Although his primary instrument is the trombone, Sinclair said he makes it a point to learn a new instrument every year.
“I play them all,” he said. “In college, I had to take method classes, so you have to study all the instruments, but studying them doesn’t necessarily make you a good player. I still have trouble with the flute.
“I’ve always wanted to have my own marching band,” he says. “I spent six years marching in drum corps. I spent a lot of time in the professional field, getting the tools I needed to succeed on the football field and in the classroom. My vision for this program in five years, I want them to get a state championship, maybe a New England championship. I would like to go to the national championships. I want this district to be proud of the band and part of the music program. That’s why I was brought here.
Last year, he says, the school had 20 band members. He expects this year’s group to be between 30 and 40 and hopes to increase it to 120 within five years.
“A lot of it is with personality and passion,” he said. “If the kids see that you enjoy what you do, they’ll eat it and they’ll want to follow you. I will be bringing in a lot of world class instructors for the marching band. Children will have great instructors and they will have the tools to succeed.
Students should expect to work hard.
“I’m going to do whatever I think the kids can handle,” he said. “That doesn’t mean I’m not going to push them or see where their limits are close. In my experience, if they feel they’re doing something right, if they feel there’s a good product, they will want to get started, they will want to be competitive.
Sinclair said her method of teaching involves demonstrating how to solve a technical problem a student may have.
“Some music teachers will just explain it and they won’t like to show it,” he said. “They are more like conductors. I don’t consider myself a conductor. I think of myself as a kind of instructor getting into it. I installed my podium where I have all the brass around me and some wood. Depending on what we’re playing, I’ll take it, I’ll demo it. I’m going to explain to them what I’m doing and have them replay it so they can really see it.
Marching band camp for new members begins Aug. 12, with the rest of the band showing up for two weeks of rehearsals from 9 a.m. to 3 p.m. Then, during the fall semester, there will be additional evening rehearsals from 5:30 p.m. to 8:30 p.m.

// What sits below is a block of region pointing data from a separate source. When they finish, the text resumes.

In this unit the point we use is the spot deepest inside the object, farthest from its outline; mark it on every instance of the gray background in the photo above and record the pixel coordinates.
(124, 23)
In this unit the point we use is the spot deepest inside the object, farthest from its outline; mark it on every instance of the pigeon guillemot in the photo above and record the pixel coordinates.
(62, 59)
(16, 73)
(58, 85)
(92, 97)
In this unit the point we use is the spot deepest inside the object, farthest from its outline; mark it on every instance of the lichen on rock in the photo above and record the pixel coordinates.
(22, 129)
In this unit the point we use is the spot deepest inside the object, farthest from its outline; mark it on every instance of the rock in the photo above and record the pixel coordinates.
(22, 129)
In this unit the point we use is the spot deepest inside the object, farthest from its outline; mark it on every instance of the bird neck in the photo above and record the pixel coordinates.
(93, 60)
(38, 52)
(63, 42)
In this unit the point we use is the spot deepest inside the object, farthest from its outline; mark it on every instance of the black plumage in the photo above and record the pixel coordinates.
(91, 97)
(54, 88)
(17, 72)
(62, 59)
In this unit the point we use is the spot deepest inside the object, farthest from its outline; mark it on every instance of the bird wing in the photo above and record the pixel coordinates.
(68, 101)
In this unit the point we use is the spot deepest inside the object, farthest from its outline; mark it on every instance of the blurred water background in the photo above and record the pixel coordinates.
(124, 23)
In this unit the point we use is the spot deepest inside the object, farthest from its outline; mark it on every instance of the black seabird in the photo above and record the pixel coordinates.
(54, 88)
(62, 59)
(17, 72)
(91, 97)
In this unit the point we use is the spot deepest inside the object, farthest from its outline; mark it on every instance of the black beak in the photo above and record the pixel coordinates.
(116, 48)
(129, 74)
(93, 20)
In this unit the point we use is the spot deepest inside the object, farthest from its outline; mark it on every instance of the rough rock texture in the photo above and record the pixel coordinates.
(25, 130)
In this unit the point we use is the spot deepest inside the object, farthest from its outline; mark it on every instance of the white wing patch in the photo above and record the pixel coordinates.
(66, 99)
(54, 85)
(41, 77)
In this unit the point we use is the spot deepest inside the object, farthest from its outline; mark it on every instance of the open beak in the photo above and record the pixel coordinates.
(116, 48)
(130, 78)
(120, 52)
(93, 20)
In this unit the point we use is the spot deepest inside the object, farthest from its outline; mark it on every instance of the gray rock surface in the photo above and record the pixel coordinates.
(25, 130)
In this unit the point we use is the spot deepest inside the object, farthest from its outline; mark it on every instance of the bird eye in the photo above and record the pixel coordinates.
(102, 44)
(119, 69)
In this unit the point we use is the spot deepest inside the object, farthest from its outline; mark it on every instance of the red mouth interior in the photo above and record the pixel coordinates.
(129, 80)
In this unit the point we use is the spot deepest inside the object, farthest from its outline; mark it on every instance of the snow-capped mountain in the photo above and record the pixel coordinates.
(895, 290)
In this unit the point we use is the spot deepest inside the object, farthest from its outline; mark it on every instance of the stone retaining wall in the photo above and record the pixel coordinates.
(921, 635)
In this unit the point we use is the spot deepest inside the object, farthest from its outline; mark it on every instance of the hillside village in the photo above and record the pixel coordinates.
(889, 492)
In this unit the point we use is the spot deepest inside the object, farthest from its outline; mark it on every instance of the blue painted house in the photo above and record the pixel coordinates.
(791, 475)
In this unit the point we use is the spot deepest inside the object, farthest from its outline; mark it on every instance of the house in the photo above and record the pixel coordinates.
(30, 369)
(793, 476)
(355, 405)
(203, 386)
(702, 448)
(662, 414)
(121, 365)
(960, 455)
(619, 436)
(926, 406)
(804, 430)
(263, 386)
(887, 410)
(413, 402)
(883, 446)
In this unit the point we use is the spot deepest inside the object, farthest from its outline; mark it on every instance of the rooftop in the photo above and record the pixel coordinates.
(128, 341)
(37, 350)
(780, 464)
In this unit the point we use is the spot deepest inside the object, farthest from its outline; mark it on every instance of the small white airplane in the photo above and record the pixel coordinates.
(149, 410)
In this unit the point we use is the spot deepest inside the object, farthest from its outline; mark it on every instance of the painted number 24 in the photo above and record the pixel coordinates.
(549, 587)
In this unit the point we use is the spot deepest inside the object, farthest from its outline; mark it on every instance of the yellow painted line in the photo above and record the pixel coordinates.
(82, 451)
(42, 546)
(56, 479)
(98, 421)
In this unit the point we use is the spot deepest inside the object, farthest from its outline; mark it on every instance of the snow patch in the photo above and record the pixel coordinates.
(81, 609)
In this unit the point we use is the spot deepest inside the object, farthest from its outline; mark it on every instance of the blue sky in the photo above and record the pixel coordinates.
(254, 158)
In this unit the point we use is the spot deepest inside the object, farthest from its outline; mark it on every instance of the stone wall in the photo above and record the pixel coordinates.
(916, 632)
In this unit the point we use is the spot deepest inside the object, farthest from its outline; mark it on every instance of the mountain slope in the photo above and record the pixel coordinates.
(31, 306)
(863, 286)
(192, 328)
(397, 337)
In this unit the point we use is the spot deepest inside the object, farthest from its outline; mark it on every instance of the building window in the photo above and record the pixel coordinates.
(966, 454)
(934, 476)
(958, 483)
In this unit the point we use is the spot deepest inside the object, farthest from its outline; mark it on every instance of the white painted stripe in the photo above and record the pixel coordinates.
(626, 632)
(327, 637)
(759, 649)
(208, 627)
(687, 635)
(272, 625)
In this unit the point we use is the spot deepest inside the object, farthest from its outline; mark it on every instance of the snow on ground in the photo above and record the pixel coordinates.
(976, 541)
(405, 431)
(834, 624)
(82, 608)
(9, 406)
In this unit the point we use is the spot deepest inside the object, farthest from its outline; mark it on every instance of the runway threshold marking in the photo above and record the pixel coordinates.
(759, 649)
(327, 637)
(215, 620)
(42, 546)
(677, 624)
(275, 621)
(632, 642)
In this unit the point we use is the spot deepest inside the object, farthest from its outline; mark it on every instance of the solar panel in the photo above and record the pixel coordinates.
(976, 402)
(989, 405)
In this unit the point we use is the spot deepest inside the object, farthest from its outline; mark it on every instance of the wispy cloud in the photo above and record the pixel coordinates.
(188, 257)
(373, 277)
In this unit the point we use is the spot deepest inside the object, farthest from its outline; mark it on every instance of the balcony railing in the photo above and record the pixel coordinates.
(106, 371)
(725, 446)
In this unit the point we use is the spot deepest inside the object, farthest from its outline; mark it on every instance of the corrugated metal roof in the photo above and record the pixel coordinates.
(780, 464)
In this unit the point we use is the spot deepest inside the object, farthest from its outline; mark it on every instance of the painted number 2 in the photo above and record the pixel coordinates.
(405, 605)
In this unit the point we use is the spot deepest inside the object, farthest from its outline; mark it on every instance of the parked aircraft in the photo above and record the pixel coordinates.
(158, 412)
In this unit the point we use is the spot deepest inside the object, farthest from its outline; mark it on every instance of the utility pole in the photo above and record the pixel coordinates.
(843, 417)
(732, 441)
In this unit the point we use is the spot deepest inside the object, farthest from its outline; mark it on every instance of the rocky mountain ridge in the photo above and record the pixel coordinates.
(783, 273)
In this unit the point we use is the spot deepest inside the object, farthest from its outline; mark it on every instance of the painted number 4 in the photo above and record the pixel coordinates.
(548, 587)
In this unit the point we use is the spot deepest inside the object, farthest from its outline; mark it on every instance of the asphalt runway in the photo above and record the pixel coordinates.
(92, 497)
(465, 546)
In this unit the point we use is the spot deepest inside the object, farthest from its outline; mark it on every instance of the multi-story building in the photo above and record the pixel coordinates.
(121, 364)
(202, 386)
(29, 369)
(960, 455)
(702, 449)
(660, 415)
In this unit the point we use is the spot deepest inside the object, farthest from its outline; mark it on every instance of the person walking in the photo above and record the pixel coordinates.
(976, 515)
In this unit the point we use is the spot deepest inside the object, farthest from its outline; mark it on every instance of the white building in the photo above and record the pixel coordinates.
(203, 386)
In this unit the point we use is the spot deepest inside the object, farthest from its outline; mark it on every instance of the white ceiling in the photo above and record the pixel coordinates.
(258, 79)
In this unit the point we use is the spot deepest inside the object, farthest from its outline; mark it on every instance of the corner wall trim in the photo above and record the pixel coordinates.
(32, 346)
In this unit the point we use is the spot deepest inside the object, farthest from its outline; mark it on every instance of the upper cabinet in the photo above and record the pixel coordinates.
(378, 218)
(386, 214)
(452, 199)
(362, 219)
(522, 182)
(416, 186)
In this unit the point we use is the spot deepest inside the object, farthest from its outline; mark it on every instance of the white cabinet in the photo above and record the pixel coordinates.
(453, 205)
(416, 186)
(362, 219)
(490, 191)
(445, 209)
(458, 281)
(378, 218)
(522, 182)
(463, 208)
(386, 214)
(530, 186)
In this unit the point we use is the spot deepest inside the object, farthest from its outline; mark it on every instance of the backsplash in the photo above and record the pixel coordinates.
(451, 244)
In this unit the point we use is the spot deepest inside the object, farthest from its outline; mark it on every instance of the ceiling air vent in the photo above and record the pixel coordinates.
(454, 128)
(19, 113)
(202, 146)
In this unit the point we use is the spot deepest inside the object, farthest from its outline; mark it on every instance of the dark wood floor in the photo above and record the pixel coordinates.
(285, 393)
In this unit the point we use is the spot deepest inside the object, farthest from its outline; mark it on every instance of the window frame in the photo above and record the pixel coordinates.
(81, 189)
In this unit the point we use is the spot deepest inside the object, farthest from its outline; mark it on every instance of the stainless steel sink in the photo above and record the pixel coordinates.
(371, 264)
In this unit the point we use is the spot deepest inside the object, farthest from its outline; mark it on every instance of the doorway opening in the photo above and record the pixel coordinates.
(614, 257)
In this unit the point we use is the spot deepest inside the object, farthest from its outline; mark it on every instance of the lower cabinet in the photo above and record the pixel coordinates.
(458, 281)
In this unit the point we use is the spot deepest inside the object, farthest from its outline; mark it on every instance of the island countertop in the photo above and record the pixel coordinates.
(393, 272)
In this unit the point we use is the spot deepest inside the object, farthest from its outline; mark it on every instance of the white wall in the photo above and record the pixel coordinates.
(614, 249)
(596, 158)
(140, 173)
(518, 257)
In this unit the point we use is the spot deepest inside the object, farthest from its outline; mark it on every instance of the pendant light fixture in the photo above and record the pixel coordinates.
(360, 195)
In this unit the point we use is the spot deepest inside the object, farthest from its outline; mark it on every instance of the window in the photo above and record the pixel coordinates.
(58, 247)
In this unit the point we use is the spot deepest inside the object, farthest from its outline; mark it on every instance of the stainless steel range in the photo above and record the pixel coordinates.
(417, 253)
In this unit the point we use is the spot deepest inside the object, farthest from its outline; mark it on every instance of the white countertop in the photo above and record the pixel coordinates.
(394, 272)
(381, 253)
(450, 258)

“They haven’t made such an aggressive schedule and this will be my first, ‘can they handle it?'” he said.
By the end of music camp, he said, he intends to have finished all the show on the field for the first football game of the season the second week of school.
“I want to make a show accessible to crowds,” he said, encouraging them to stick around and watch the halftime show before making any concessions.
“I’m thinking of a sort of space spectacle, call it ‘One Small Step,'” he said, a theme honoring the space race to the moon in the 1960s, set to two fanfare arrangements of the instrumental by Michael W. Smith. Freedom album.
“I have a lot of ideas to try and pull it off, putting trampolines out there so we can simulate weightlessness and all kinds of different things,” he said.